Nature's Scoreboard
Day | Time | Event | Severity | Reaction |
---|---|---|---|---|
Sunday | 8 pm | Earthquake | M6.9; S4 | Surprise! |
Monday | 7 am | Fierce Rain | 65 mm | Wow. |
Tuesday | 5 am | Earthquake | M6.6; S4 | Again? |
Tuesday | ?? | Typhoon #9 | Pfft... |
We've experienced two big earthquakes in three days - a magnitude 6.9 on Sunday at 8 pm and one of 6.6 this morning at 5, both felt in Tokyo as a 4 on the Shindo scale. These were good shakers; in the stationery store on Sunday, pens rattled in their displays. This morning the bed rocked like a choppy ocean and I heard our glasses clinking together in their cabinet. No damage done in either quake in Tokyo, but there are some fires and collapses nearer the epicenter in this morning's quake. NHK says we should be braced for further quakes, but not the Big One.
Following the quake Sunday we had a torrential rain yesterday morning. 65mm fell in under two hours. It was impressive.

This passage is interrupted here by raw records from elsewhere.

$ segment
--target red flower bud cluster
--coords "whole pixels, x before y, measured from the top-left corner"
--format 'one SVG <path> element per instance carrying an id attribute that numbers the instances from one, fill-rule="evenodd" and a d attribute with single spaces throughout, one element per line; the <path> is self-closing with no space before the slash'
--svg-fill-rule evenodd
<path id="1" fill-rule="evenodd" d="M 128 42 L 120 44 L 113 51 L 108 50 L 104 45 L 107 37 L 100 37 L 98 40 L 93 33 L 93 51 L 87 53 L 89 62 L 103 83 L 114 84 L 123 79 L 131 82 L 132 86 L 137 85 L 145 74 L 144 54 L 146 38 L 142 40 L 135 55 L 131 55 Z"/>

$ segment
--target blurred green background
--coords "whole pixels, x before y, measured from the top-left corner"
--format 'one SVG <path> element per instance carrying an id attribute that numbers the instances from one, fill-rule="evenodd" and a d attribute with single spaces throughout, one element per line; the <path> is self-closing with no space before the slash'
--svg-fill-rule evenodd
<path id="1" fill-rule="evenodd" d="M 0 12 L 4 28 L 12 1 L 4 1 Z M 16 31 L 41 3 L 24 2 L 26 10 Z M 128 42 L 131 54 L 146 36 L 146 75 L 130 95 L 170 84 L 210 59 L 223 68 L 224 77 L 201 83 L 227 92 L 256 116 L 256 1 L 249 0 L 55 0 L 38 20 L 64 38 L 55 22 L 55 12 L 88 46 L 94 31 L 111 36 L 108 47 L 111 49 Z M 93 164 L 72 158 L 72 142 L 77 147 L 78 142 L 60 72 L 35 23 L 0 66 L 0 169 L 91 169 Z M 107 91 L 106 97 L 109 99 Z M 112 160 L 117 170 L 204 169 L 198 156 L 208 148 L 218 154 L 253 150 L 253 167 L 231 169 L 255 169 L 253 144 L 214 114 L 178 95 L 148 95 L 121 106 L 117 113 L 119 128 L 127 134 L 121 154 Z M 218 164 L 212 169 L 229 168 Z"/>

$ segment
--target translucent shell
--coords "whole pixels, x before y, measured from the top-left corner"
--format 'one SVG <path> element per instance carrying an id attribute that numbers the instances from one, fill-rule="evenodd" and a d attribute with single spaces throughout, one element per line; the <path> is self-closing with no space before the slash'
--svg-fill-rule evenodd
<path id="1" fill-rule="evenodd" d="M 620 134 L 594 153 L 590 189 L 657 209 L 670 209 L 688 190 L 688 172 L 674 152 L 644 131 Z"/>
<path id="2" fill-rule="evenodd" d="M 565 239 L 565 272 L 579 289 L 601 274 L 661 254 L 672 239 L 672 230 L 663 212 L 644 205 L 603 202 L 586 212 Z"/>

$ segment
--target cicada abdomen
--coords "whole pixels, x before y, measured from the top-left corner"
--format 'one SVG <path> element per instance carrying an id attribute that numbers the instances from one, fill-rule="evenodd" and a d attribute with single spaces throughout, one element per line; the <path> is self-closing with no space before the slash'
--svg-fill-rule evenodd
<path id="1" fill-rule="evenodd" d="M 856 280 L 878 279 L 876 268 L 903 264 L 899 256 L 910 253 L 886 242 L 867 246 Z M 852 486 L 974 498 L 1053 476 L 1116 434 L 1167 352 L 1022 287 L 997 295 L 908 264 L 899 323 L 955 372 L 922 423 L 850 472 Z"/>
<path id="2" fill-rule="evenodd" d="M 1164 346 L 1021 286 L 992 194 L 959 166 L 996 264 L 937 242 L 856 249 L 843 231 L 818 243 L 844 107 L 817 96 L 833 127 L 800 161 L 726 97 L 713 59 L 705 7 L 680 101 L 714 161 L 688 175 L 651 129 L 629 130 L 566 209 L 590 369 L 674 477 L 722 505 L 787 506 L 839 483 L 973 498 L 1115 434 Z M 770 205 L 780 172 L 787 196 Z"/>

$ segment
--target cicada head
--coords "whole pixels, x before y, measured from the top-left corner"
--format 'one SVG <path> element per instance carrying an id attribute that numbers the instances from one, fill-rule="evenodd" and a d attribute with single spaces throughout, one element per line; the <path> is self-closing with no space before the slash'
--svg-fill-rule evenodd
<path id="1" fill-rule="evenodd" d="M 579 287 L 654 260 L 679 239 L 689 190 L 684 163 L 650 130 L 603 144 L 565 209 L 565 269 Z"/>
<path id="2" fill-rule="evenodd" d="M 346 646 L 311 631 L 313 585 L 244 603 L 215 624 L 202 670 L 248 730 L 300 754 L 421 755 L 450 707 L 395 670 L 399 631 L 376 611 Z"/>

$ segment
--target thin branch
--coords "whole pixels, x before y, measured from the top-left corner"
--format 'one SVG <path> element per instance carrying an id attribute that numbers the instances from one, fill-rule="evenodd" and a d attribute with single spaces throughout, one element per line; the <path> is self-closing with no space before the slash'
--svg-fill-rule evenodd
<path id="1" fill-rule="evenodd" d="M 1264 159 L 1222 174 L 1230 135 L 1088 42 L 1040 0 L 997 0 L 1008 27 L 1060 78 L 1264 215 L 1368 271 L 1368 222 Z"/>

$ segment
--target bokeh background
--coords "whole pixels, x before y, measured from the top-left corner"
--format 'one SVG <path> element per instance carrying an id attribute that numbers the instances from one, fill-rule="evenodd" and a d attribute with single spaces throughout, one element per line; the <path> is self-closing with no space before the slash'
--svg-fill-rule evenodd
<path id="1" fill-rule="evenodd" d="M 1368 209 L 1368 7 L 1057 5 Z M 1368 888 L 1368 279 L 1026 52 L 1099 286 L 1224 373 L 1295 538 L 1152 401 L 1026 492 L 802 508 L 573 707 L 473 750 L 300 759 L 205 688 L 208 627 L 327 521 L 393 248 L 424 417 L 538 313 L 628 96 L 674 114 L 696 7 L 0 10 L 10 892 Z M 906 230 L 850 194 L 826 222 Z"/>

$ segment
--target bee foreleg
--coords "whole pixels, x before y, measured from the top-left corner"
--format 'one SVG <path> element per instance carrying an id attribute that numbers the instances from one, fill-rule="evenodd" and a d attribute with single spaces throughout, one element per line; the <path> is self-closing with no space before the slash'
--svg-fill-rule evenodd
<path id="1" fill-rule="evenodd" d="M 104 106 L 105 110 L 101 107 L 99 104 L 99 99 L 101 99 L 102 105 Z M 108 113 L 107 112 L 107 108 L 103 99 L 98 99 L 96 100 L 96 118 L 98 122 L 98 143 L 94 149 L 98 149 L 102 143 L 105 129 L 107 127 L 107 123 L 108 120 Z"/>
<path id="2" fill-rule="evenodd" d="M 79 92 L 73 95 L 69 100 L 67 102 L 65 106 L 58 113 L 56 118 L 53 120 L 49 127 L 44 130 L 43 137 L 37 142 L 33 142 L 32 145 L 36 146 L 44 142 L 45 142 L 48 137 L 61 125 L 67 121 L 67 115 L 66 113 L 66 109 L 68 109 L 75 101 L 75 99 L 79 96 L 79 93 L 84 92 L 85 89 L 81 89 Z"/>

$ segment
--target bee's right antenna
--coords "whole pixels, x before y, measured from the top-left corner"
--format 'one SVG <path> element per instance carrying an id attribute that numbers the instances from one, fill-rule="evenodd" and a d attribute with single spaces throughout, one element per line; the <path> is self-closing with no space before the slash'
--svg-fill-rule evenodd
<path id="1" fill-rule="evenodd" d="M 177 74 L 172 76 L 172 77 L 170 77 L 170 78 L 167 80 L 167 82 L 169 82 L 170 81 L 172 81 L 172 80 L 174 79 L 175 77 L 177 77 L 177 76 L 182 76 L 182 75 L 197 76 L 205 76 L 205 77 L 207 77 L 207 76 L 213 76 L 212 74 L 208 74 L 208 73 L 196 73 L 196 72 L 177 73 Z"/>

The river rose quickly at Iidabashi and I heard the flood warning sirens sound, though the river didn't flood.
This morning I am battening down for the main thrust of Typhoon #9. By battening down, I mean making a pot of coffee and turning on a light as the sky dims. The rain has started, but it's gentle so far. Despite that typhoons are equivalent to hurricanes, I rarely worry about them, which is probably completely insane. But so often the warnings come to nothing - the typhoon veers away before it reaches the city or it peters out. They are hard to predict accurately so there is a lot of wolf-crying. I think, though, this one might actually slam us.
Science says no, but I still think there is a link between rain and earthquakes.

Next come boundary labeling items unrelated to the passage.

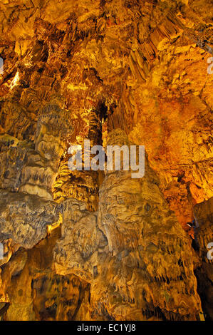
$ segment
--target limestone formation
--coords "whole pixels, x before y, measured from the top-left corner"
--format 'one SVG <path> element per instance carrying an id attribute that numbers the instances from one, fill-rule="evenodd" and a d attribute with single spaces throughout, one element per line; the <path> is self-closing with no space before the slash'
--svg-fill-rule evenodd
<path id="1" fill-rule="evenodd" d="M 212 320 L 212 17 L 1 1 L 1 320 Z M 85 140 L 145 145 L 145 175 L 85 170 Z"/>

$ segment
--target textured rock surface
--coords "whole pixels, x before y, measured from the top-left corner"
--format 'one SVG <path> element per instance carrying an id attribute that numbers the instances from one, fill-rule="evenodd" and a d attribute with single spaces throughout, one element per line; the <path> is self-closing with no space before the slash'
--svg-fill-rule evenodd
<path id="1" fill-rule="evenodd" d="M 1 319 L 212 319 L 212 14 L 1 1 Z M 69 170 L 85 139 L 145 145 L 145 177 Z"/>

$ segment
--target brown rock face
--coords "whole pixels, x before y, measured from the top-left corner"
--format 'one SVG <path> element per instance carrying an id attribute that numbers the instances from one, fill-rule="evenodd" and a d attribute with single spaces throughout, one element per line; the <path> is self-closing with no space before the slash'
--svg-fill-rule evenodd
<path id="1" fill-rule="evenodd" d="M 0 319 L 212 320 L 212 1 L 0 17 Z M 85 140 L 145 145 L 144 176 L 85 170 Z"/>

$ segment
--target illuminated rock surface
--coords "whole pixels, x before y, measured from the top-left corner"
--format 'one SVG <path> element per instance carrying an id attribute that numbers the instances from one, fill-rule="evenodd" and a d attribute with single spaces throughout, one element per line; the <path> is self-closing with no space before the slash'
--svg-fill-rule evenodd
<path id="1" fill-rule="evenodd" d="M 0 17 L 1 319 L 212 319 L 212 1 Z M 71 171 L 85 139 L 144 145 L 145 176 Z"/>

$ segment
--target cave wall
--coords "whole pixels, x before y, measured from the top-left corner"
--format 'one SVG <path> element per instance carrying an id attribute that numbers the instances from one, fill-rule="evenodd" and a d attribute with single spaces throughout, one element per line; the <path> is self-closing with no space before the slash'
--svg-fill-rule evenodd
<path id="1" fill-rule="evenodd" d="M 212 6 L 1 1 L 1 319 L 212 319 Z M 145 176 L 71 171 L 85 139 Z"/>

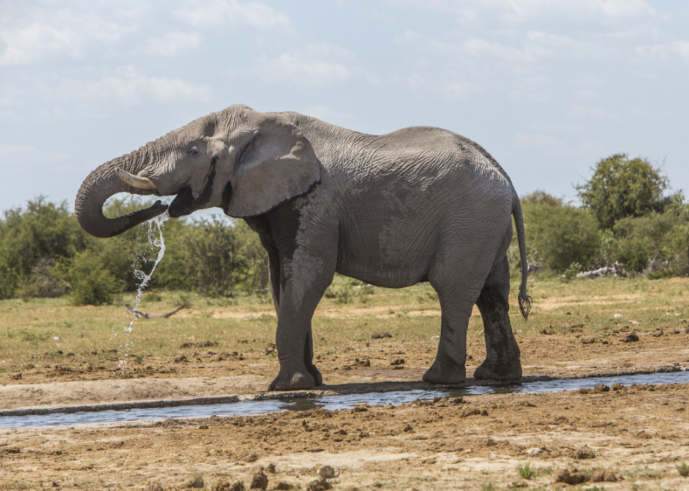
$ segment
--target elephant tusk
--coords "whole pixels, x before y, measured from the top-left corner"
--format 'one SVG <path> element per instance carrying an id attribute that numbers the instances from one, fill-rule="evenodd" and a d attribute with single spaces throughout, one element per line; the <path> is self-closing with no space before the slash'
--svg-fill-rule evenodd
<path id="1" fill-rule="evenodd" d="M 140 176 L 130 174 L 129 172 L 123 171 L 119 167 L 115 167 L 115 171 L 117 173 L 117 177 L 132 188 L 137 188 L 139 189 L 156 188 L 155 184 L 153 183 L 153 181 L 147 177 L 141 177 Z"/>

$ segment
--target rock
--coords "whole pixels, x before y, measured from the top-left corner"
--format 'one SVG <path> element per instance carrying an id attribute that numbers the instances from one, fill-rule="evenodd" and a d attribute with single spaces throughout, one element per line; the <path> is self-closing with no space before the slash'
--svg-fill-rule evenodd
<path id="1" fill-rule="evenodd" d="M 577 469 L 574 469 L 574 472 L 570 473 L 568 469 L 561 469 L 558 471 L 558 473 L 555 475 L 555 482 L 576 485 L 581 483 L 586 483 L 586 475 L 581 472 L 577 472 Z"/>
<path id="2" fill-rule="evenodd" d="M 340 476 L 340 471 L 330 466 L 323 466 L 318 469 L 318 475 L 321 479 L 335 479 Z"/>
<path id="3" fill-rule="evenodd" d="M 578 460 L 582 460 L 584 459 L 595 459 L 595 452 L 588 448 L 588 447 L 584 446 L 584 448 L 574 452 L 572 457 L 577 459 Z"/>
<path id="4" fill-rule="evenodd" d="M 616 483 L 617 478 L 610 471 L 597 471 L 591 476 L 592 483 Z"/>
<path id="5" fill-rule="evenodd" d="M 238 479 L 232 484 L 226 480 L 219 480 L 213 485 L 212 491 L 244 491 L 244 483 Z"/>
<path id="6" fill-rule="evenodd" d="M 639 340 L 639 336 L 636 332 L 630 332 L 622 339 L 623 343 L 630 343 Z"/>
<path id="7" fill-rule="evenodd" d="M 251 478 L 251 490 L 265 490 L 268 487 L 268 476 L 263 471 L 257 472 Z"/>
<path id="8" fill-rule="evenodd" d="M 307 486 L 307 491 L 326 491 L 330 488 L 330 483 L 325 479 L 312 480 Z"/>

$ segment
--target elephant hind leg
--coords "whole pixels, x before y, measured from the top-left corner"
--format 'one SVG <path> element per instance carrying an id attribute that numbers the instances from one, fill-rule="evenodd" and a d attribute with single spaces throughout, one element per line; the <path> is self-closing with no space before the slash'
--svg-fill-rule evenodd
<path id="1" fill-rule="evenodd" d="M 507 256 L 489 275 L 476 302 L 483 318 L 486 359 L 474 371 L 477 379 L 517 380 L 522 377 L 519 346 L 510 322 L 510 265 Z"/>

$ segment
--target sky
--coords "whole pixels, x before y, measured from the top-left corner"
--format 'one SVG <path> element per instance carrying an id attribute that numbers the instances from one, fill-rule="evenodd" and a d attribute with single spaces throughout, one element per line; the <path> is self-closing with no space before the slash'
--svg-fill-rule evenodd
<path id="1" fill-rule="evenodd" d="M 614 153 L 689 191 L 689 2 L 0 0 L 0 212 L 236 103 L 439 126 L 520 196 Z M 219 211 L 219 210 L 216 210 Z"/>

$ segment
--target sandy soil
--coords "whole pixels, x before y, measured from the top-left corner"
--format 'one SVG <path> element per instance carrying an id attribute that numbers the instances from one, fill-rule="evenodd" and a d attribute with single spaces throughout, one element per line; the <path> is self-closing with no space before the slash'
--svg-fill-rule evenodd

I agree - there is frequently a co-occurence, but just cos they havent found a link doesnt mean there isnt one.
Its like when we watch Time Team, and they say "there is no evidence" and Sean and I say "you mean you havent found any evidence"....
Just checking in to see how you are. The news here said that one woman in Tokyo was killed by falling debris and about 80 injured.
Although it didn't report any conclusions, the news here in the US was...
"Katsuyuki Abe, a Tokyo University seismology professor, said experts were studying whether Tuesday's quake could foreshadow a major temblor. Japan is one of the world's most earthquake-prone countries, and experts believe Tokyo has a 90 percent chance of being hit by a major quake over the next 50 years."